From Harm to Harmony: Why becoming more like Jesus is key to having a healthy staff culture
As part of a young church plant, we’ve had plenty of growing pains.
“Oh…you can’t say that on stage?”
“Oh…who needed to be told about that?”
“Oh…we can’t use the church card for that?”
“Oh…who do I report to?”
“Oh…you mean that doesn’t fit our vision?”
My most recent “Oh…” moment was when I had my first review with a new appraisal tool.
After doing the reflection on “Christ-like Character” I was feeling pretty confident. I mean, kids’ ministry lends itself to having an ongoing personal walk with Jesus, being a servant leader, and being trustworthy. The “Leadership” questions were just as affirming. “I have a concrete vision and know how to communicate it well!”, I thought, “And I obviously have the best looking budget of any of the ministries…plus I’m on time!”
But then I got to the “Culture” questions, and realized some things that I didn’t care to admit.
Do I celebrate God’s grace?
Do I empower others early?
Am I part of this spiritual family?
Do I believe the best and work through conflict?
Am I honest in all things?
Do I move fast and embrace flexibility?
Do I take initiative and become the solution?
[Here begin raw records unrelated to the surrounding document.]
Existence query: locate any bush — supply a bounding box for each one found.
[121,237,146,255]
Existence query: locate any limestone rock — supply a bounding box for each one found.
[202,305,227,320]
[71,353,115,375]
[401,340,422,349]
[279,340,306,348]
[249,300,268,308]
At first, I felt angry that I hadn’t known that these were our culture benchmarks (remember what I said earlier about growing pains). As a perfectionistic firstborn, I thrive when I’m given concrete expectations. I felt embarrassed that I’d failed to perform, and felt tricked into failing by not knowing what I was supposed to be growing in.
And as I gave myself one 2-out-of-5 after another, I began to blame coworkers and circumstances for my failures. “Well, I would empower others early if my request for an intern had been granted.” “Obviously I believe the best when people aren’t being shady and selfish.” “Clearly I would have been the solution if my plate hadn’t already been loaded up beyond what I can accomplish.” “Who even has time to have fellowship with other believers when all you do is ministry?!”
As I calmed down, I was relieved that this was just the self-evaluation. Then I actually began to do some self-evaluation.
“Who am I kidding…I’m the one who thinks that God can’t handle this without me…no wonder I’m totally burned out…I’m doing it all in my own strength!” “Well how can I be a part of a spiritual family when I won’t let anyone carry any of my burdens?” “I know these people…they’re all friends. I know their motives were pure, even if I disagreed with the methods. Why was I so suspicious of them?” “Why was I such a stick-in-the mud about that new idea? Was I trying to punish them because they aren’t as burned out as me?”
The ugliness of the pride that was lodged in my heart was a little shocking. I immediately thought of Hebrews 12:14-15, which says, “Make every effort to live in peace with everyone and to be holy; without holiness no one will see the Lord.See to it that no one falls short of the grace of God and that no bitter root grows up to cause trouble and defile many.”More recently as I read through Acts, I was taken aback by Peter’s rebuke of Simon the Sorcerer. Acts 8:21-23 says, “You have no part or share in this ministry, because your heart is not right before God. Repent of this wickedness and pray to the Lord in the hope that he may forgive you for having such a thought in your heart. For I see that you are full of bitterness and captive to sin.”
“You are full of bitterness and captive to sin.” Those selfish thoughts that I’d been harboring in my heart were not just thoughts. The way I was nurturing that bitterness was a malicious sin, and not yanking that root out was going to cost the unity of our team, friendships, and the effectiveness of my ministry.
“Dying to yourself feel like dying.” It’s a phrase I’ve repeated to myself lately as I remind myself that God doesn’t call us to things that are easy, or that will give us the glory…He calls us to look more and more like His Son. And His Son’s purpose was to come and die to make a way for us to be reconciled to the Father. And the more I resemble the Son, the more glory I bring to the Father as I love His bride, the Church.
How about you? What attitudes or “rights” are you clinging to because of self-protection? Where do you need to let Jesus have control of your heart and your ministry? How might relationships between church leaders change if the goal was unity and reflecting Christ to people from the outside looking in? What do you need to do to be reconciled to members of your team?